Banco Sabadell ha metido la mano en la caja con la voracidad de un insaciable: en solo siete semanas ha quemado 240 millones de euros en recomprar sus propias acciones, un ritmo que le permite haber devorado ya más de la mitad del programa de 435 millones anunciado en febrero. La entidad catalana ha absorbido 76,48 millones de títulos a un precio medio de 3,134 euros, según el último parte enviado a la CNMV.

La operación, lejos de ser un capricho contable, es una sangría controlada de capital. El banco liderado por César González-Bueno ha decidido que sobra dinero: supera el 13% de coeficiente de solvencia y prefiere devolverlo a los accionistas antes que guardarlo en una caja que ya rebosa. La lógica es brutal: cada acción que retira del mercado eleva el valor del resto y, de paso, silencia a los inversores que le reprochan su falta de apetito por las fusiones.

El precio de la ambición

La última semana ha sido especialmente intensa: 4,84 millones de acciones compradas por 14,72 millones de euros, a un precio medio de 3,045 euros. La cifra habla por sí sola: el banco está dispuesto a pagar lo que haga falta, siempre que no supere el último precio de mercado. Es una regla de oro que impide que la operación se convierta en un despiporre de primavera.

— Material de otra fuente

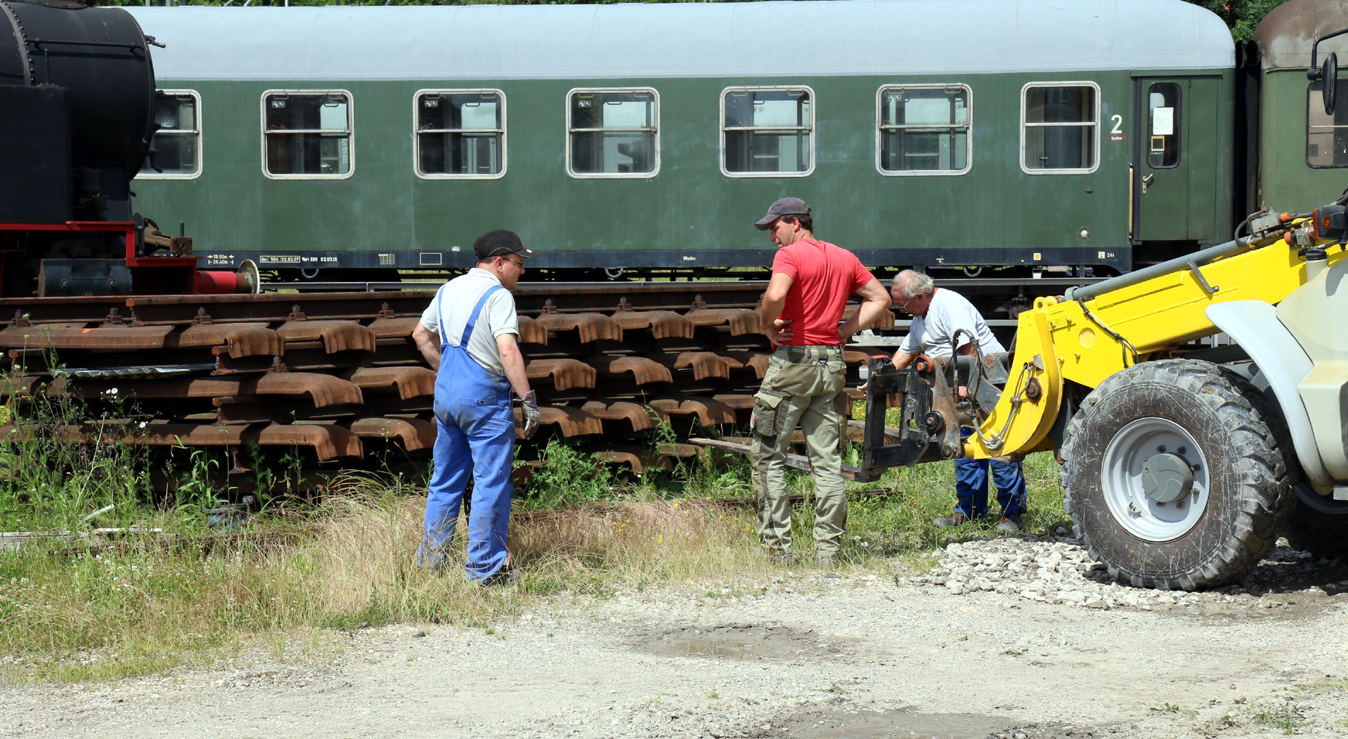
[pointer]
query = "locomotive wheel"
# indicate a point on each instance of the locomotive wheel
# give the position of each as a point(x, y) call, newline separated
point(1174, 475)
point(1319, 525)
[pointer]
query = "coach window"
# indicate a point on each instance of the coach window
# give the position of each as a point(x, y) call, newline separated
point(924, 130)
point(1327, 136)
point(175, 146)
point(1163, 126)
point(767, 131)
point(614, 132)
point(306, 134)
point(460, 134)
point(1060, 131)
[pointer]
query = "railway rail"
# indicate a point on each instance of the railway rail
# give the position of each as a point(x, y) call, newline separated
point(337, 374)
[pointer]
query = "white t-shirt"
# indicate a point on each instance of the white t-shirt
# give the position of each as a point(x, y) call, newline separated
point(930, 335)
point(453, 305)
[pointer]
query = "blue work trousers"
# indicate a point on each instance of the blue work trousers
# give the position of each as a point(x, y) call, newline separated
point(484, 448)
point(971, 486)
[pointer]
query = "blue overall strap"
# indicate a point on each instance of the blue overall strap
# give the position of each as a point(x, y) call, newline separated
point(477, 309)
point(472, 320)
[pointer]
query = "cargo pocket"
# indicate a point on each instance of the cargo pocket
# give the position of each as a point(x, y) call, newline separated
point(767, 410)
point(837, 376)
point(795, 379)
point(840, 406)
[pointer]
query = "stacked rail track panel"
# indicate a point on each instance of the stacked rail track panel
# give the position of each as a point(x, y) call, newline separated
point(339, 376)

Pero hay un detalle que nadie cuenta: el límite no es solo monetario. La jugada tiene techo legal: 502 millones de acciones, el 10% del capital social. Si llega, se acabó la fiesta. De momento, van por el 15,2% de ese tope. A este ritmo, lo alcanzarían antes de que acabe 2025, mucho antes del límite del 31 de diciembre de 2026 que marca el calendario.

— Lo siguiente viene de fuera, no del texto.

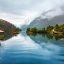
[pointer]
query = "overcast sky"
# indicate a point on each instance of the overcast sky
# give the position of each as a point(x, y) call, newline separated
point(24, 11)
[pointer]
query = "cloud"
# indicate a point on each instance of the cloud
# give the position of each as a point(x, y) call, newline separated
point(24, 11)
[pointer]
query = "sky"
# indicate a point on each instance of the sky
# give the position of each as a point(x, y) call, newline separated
point(20, 12)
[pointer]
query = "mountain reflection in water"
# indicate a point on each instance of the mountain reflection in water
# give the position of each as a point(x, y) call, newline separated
point(22, 49)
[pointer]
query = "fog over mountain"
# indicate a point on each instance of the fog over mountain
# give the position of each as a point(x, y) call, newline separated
point(40, 22)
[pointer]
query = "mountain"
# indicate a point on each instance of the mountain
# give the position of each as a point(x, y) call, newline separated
point(41, 22)
point(8, 28)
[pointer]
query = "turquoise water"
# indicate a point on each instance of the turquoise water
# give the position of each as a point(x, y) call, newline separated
point(22, 49)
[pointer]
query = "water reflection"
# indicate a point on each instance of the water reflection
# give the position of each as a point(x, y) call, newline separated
point(22, 49)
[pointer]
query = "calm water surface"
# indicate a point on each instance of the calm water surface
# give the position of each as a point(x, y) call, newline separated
point(23, 49)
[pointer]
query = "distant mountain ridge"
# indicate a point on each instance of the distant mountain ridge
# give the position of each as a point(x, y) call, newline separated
point(40, 22)
point(4, 25)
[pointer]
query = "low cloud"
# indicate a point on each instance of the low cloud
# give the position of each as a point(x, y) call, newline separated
point(24, 11)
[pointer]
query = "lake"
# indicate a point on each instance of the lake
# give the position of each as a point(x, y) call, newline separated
point(23, 49)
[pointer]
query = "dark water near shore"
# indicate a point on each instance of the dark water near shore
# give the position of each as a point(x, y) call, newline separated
point(23, 49)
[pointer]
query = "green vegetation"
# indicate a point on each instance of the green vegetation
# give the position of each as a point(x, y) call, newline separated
point(56, 31)
point(8, 29)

El mercado, un espejo que miente

El mercado, un espejo que miente

La recompra no es solo un gesto de generosidad hacia los accionistas. Es también una señal de debilidad disfrazada de fortaleza: el banco no encuentra nada mejor que hacer con su dinero que comprarse a sí mismo. Ni fusiones, ni adquisiciones, ni proyectos de innovación. Solo autoprotección. El mercado lo sabe y, por eso, el precio de la acción se ha quedado estancado en los 3,1 euros, lejos de los 4,5 euros que tocó en 2018.

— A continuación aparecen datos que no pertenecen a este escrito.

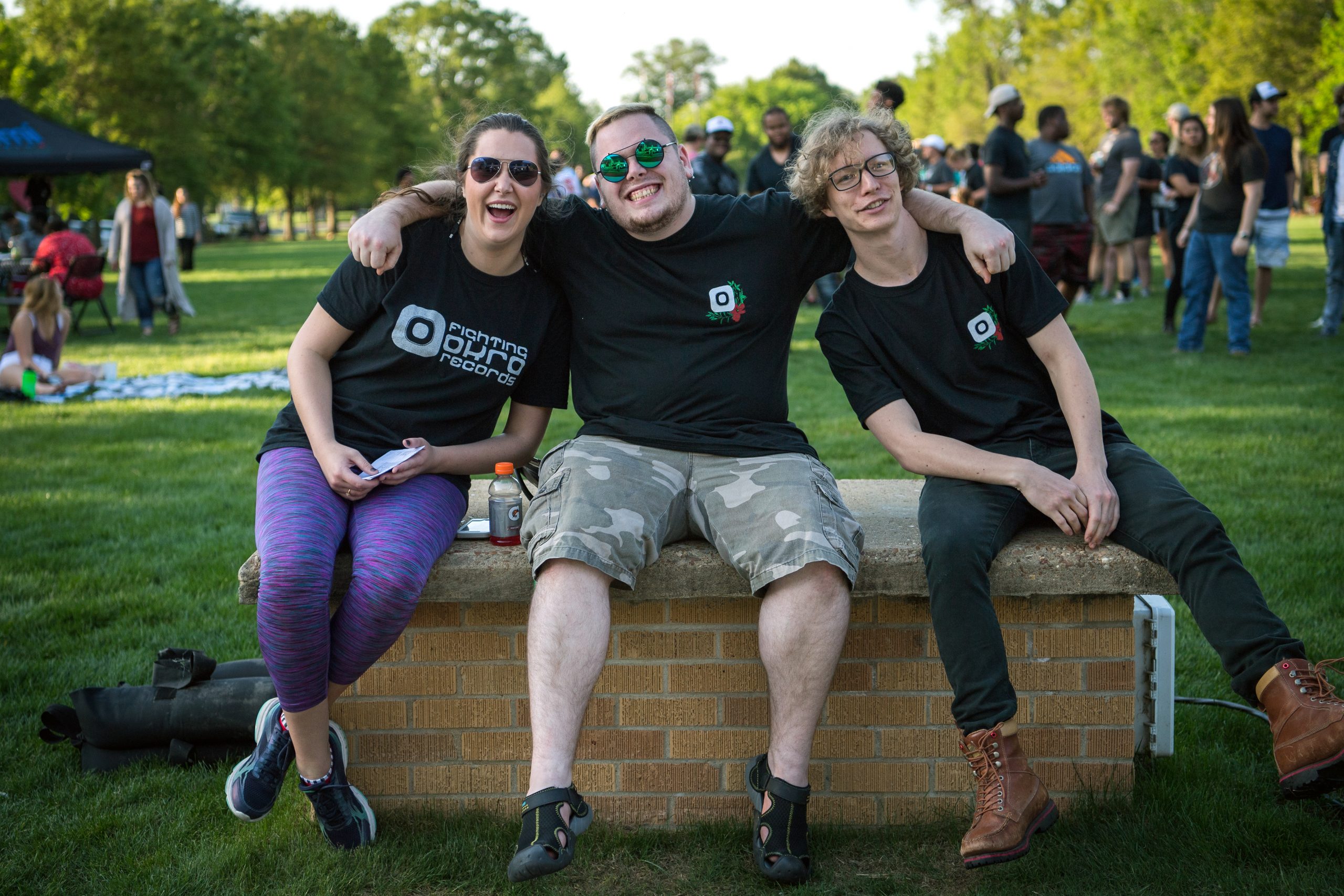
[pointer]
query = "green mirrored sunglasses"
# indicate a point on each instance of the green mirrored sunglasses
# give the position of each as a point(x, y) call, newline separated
point(649, 154)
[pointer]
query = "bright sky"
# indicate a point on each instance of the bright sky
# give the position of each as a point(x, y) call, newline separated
point(854, 45)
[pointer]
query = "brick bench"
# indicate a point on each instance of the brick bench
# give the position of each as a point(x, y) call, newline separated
point(441, 721)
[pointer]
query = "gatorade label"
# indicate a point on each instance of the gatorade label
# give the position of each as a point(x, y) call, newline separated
point(506, 518)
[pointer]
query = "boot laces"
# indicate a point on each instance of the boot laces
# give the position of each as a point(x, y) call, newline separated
point(990, 779)
point(1316, 684)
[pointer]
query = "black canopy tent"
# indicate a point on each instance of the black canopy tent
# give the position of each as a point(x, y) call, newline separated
point(33, 145)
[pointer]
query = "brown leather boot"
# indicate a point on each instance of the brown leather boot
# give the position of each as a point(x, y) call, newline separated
point(1011, 803)
point(1308, 724)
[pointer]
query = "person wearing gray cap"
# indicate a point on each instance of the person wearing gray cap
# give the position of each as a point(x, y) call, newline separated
point(713, 178)
point(1007, 164)
point(694, 140)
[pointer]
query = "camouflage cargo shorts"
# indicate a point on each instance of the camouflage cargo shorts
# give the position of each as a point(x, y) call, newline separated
point(613, 505)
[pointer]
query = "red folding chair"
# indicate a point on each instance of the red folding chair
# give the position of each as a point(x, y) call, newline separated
point(87, 268)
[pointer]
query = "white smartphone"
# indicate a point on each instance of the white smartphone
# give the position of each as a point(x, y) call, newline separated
point(475, 529)
point(389, 461)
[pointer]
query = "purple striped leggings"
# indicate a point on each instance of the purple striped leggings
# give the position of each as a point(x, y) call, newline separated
point(395, 535)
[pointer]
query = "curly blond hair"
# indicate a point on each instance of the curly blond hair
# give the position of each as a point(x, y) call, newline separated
point(832, 132)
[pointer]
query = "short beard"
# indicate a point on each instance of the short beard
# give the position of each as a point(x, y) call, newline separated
point(674, 208)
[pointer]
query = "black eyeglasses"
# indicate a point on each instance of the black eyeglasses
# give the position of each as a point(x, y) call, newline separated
point(484, 170)
point(615, 166)
point(848, 178)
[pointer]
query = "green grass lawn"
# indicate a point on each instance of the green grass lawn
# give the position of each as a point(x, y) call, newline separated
point(125, 524)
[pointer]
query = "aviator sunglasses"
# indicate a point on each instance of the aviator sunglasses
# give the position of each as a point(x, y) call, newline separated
point(649, 154)
point(484, 170)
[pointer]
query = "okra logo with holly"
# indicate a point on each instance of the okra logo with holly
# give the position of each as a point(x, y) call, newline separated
point(728, 304)
point(984, 328)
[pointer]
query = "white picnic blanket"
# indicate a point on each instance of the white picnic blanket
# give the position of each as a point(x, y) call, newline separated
point(171, 386)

El programa, autorizado por la junta de accionistas, se ejecuta a través del Mercado Continuo y CBOE DXE. Es una operación a vista de todos, pero con la elegancia de quien no quiere levantar sospechas. Cada día, un poco. Cada semana, un poco más. Hasta que el capital excedente se esfume y el banco vuelva a parecer flaco y eficiente.

La ironía es demoledora: Sabadell, que tanto ha sufrido por su imagen de banco regional, ahora se convierte en el primero de España en devorar sus propias acciones con esta intensidad. Mientras Santander y BBVA sueñan con conquistas americanas, el catalán se mira al ombligo y descubre que su mejor inversión es él mismo. El ego, en fin, también tiene precio: 435 millones de euros. Y aún le quedan 195 millones por gastar.